Cardiological examination in the absence of complaints is carried out at 5 and 10 years, then every 2 years and includes electrocardiography and echocardiography. Patients with severe respiratory failure who are on mechanical ventilation support are required to undergo annual echocardiography. Patients with complaints of rapid heartbeat and increased fatigue additionally undergo Holter heart rate monitoring.

Treatment Strategies

Several options are currently being explored to restore basement membrane structure in MD-MD: Transgenic expression of cDNA encoding laminin-α1 using the chicken β-actin (CAG) promoter. Conducted in the dy3K/dy3K mouse model, which showed significant muscle and peripheral nerve recovery with increased strength. These studies proved that laminin-α1 can completely replace laminin-α2. However, this approach cannot be applied as gene therapy to be delivered by viral vectors because the laminin protein is too large for DNA. Parenteral administration of recombinant laminin-111. Difficulties for use in humans also lie in the large size of the protein. Use of linker proteins. Laminin-411 expression is increased in MD-MD patients, but this protein has low affinity for α-dystroglycan and α7β1-integrin. A smaller version of the agrin protein (mini-agrin, or mag) has been developed that significantly improves binding to α-dystroglycan. Initiation of laminin polymerization. To restore the polymerization of laminin, a linker protein was created, consisting of fragments of laminin and nidogen αLNNd). There was a restoration of strength in dy2J/dy2J mice and a reduction in fibrosis according to histology. This treatment option is only suitable for a small group of patients whose laminin-α2 expression is only slightly reduced.

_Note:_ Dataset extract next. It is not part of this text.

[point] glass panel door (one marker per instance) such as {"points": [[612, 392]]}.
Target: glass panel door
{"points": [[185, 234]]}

Use of CRISPR/Cas9 technologies. There was a restoration of the synthesis of full-length laminin-α2 in the dy2J/dy2J mouse model, an increase in muscle strength, and a decrease in fibrosis. Given the promising results, funding and further development of LAMA2 CRISPR technologies is a high priority for research. In addition to treatment aimed at restoring the structure of the basement membrane, therapy is being developed to prevent the consequences of muscle damage. Phase I of an open-label clinical trial of omigapril for patients with LAMA2- and COL6-related muscular dystrophies (CALLISTO) has been completed. Omigapril is an inhibitor of apoptosis by blocking glyceraldehyde-3-phosphate dehydrogenase. It reduces weight loss, muscle fiber degeneration, especially in the respiratory muscles, which helps improve respiratory function and prevent complications. Another drug, losartan, is an angiotensin II type I receptor blocker. It affects the activity of transforming growth factor, reducing fibrosis and improving clinical manifestations. Other drugs (bortezomide, prednisolone) did not show their effectiveness or had significant side effects in type 1A AMD. Although therapies aimed at restoring the structural defect show a greater degree of clinical improvement in patients with MD-MD than pathogenic therapies, it cannot be certain that one treatment method will be sufficient for patients. It is likely that protocols combining these two treatment groups may be most successful.

Conclusion

MD-AMD is the most common form of AMD. It is extremely heterogeneous genetically and clinically, manifesting itself, in the vast majority of cases, as severe non-ambulatory phenotypes with a complete absence of merosin expression in tissues, but mild KP forms with a late onset of the disease associated with a reduced content of laminin-α2 in muscles and peripheral nerves are also found . This heterogeneity leads to diagnostic difficulties, especially for mild forms of the disease. Knowledge of the features of the clinical course and pathogenesis of LAMA2-related muscular dystrophies is especially important in the context of actively developing specific methods for their therapy.

Treatment

To date, scientists have not invented any means to get rid of this disease.

All existing methods and drugs can only reduce the severity of symptoms and alleviate the condition:

  • corticosteroids (prednisolone). Increase muscle strength and delay the development of certain forms of the disease;
  • physical exercise. Allows you to maintain joint mobility and normal posture longer;
  • mobile devices. Used to support weakened muscles and facilitate movement.